BY ARA PAPIAN
Apologists for the Armenia-Turkey protocols denied all the warnings that there would be negative effects on the Armenian Genocide recognition process, while I, alongwith many others, foresaw that negative consequences would manifest themselves even in those countries that have already recognized the Armenian Genocide. Unfortunately, that turned out to be the case.
Canada is one of those few countries where both the parliament (in 2002 and 2004), as well as the cabinet (in 2006) have recognized the Armenian Genocide. Consequently, since 2004, no self-respecting member of the media would ever publish or broadcast any article or program denying the Armenian Genocide. Moreover, when, in February of 2006, as a reaction to my mentioning the Armenian Genocide as part of a farewell interview to the influential Embassy magazine, the ambassadors of Turkey and Azerbaijan complained, the editor of that periodical responded, without any intervention on my part, that, “the fact of the genocide cannot be disputed, as it is not subject to any doubts”. Clear and precise.

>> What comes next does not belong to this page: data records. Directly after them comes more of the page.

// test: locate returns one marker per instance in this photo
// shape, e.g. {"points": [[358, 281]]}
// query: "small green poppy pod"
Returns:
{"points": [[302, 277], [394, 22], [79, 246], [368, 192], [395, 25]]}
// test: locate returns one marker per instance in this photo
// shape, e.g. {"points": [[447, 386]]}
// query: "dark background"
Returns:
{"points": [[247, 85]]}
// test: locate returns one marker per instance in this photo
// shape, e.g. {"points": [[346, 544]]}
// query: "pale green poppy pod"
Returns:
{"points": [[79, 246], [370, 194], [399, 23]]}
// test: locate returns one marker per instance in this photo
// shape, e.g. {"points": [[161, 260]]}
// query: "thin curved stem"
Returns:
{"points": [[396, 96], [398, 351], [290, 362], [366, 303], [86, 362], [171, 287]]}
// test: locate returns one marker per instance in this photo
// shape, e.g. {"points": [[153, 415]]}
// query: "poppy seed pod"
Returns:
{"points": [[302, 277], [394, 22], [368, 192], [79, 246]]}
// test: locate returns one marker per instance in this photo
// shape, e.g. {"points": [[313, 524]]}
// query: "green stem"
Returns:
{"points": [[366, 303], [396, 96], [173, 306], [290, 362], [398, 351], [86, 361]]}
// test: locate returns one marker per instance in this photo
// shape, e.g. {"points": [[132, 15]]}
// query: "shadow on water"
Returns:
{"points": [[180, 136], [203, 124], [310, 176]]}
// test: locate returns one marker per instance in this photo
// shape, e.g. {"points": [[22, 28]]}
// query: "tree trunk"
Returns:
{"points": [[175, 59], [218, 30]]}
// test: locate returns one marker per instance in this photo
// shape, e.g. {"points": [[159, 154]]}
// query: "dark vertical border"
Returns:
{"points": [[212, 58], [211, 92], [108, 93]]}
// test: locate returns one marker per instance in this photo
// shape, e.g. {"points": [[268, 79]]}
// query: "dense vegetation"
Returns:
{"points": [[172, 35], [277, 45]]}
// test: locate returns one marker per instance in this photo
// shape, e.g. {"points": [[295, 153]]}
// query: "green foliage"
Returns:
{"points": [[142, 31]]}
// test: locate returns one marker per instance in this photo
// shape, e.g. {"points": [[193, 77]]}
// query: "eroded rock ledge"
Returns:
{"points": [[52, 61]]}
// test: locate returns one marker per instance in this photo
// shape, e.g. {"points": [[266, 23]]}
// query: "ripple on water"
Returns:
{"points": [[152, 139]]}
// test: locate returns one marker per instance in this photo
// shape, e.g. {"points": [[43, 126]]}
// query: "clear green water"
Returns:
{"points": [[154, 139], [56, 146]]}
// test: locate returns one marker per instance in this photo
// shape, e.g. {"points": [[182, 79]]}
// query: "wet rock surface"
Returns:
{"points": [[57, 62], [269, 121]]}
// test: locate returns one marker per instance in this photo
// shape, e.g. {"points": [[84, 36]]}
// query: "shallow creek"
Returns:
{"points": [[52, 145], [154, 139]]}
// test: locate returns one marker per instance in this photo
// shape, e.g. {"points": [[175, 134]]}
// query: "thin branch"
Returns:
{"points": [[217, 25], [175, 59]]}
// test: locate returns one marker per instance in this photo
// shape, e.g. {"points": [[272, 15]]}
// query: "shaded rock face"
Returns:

And what do we have now? Only ten days after signing the protocols, the very same Embassy magazine (on the 21st of October, 2009) published an article by Gwynne Dyer, where it is said that, “the Armenians back home have made a deal … [which] create a joint historical commission to determine what actually happened in 1915”. The author’s concluding remarks of the article state that, “It was not a genocide…”. And this in Canada, which has recognised the Armenian Genocide. As people on the streets say, we have messed with Canada, and she will not forgive us. People don’t forgive those who mess around with them, even in international relations.
And now for yet another prediction. After the protocols get ratified (God forbid), it would mean legally doubting the Armenian Genocide (please save your arguments for the Canadian courts), upon which the Canadian courts will be filled with applications against the prior governmental declarations for having “insulted honour and dignity”, seeing as we have insulted the Turkish state – and, of course, Canadian citizens of Turkish descent – in a yet-to-be-proven crime (genocide), subject to discussion by some sub-commission.
Since the Canadian court system provides for monetary compensation with regards to moral damages, I would therefore like to call for an extra line in next year’s state budget of the Republic of Armenia, of a few hundred million dollars (nothing less), to pay for moral damages. Ultimately, we are the ones who are going to billed for these complaints.